Horus Vision’s proprietary spotting system is grid based, eliminating some of the guesswork inherent in a “crosshairs and mildots” system as the spotter or marksman works to adjust for range and wind. Sizing and ranging are not affected by changes in magnification, because the first focal plane reticle expands and shrinks the reticle to match the image being observed. A better understanding of their grid system and how it works can be gained from trying their web site’s Flash interactive demos.
For the USMC, however, the SSOT scopes will use the standard crosshairs and MilDots approach. In order to be effective as a team, their spotters’ must use the same system as their marksmens’ current rifle scopes.
The SSOT contract does not include the rest of HorusVision’s “System 5″ set, which also includes a WinCE-based ballistic computing system, scopes with Horus Vision’s improved grid system reticle, and calibration aids. Horus Vision has announced separate programs for its ballistic computer and ATrag software, however, involving the US Army’s sniper teams, and the US Marine Corps.
An optional adapter that was not purchased under SSOT would allow digital cameras to be attached to Horus Vision’s spotter scope. At first glance, that may seem like a trivial addition. With the right systems behind it, however, it could become a sniper teams’ biggest future force multiplier. It’s worth contemplating the counterinsurgency value of snipers in observer roles, with the ability to take long-range digital photos, send them back over secure networks, and have biometric systems use face-matching and related algorithms to turn those pictures into near-real-time identification and intelligence.
Contracts and Delivery Orders
The Marine Corps Systems Command in Quantico, VA manages these contracts.

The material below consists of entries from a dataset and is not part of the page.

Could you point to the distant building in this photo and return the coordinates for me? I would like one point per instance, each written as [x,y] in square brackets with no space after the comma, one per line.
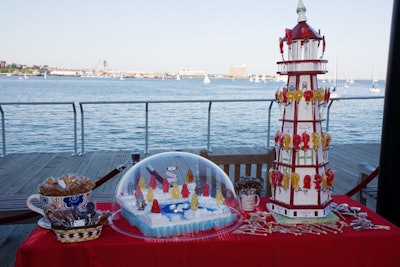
[238,71]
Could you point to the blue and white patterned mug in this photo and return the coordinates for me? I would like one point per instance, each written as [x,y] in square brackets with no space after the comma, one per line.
[48,204]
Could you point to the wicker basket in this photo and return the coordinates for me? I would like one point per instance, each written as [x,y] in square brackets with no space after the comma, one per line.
[77,234]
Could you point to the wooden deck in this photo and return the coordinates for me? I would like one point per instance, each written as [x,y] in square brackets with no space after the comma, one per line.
[20,174]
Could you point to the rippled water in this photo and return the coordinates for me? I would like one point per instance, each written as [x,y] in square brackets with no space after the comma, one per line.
[44,128]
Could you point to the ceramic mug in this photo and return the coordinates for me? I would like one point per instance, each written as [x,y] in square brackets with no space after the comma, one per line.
[249,202]
[48,204]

Feb 13/09: The Pentagon announces small business qualifier Horus Vision LLC’s $49 million, 5-year firm-fixed-price, indefinite-delivery/ indefinite-quantity contract for Scout Sniper Observation Telescopes (SSOT). This contract involves a minimum buy of 100 SSOT systems within the first year, followed by variable orders as the service decides.
Work will be performed in San Bruno, CA, and is expected to be completed by five years from date of contract award. Contract funds in the amount of $7.8 million will expire at the end of the current fiscal year. This contract was competitively procured, with proposals solicited via the Navy Electronic Commerce Online, with 5 offers received (M67854-09-D-1016).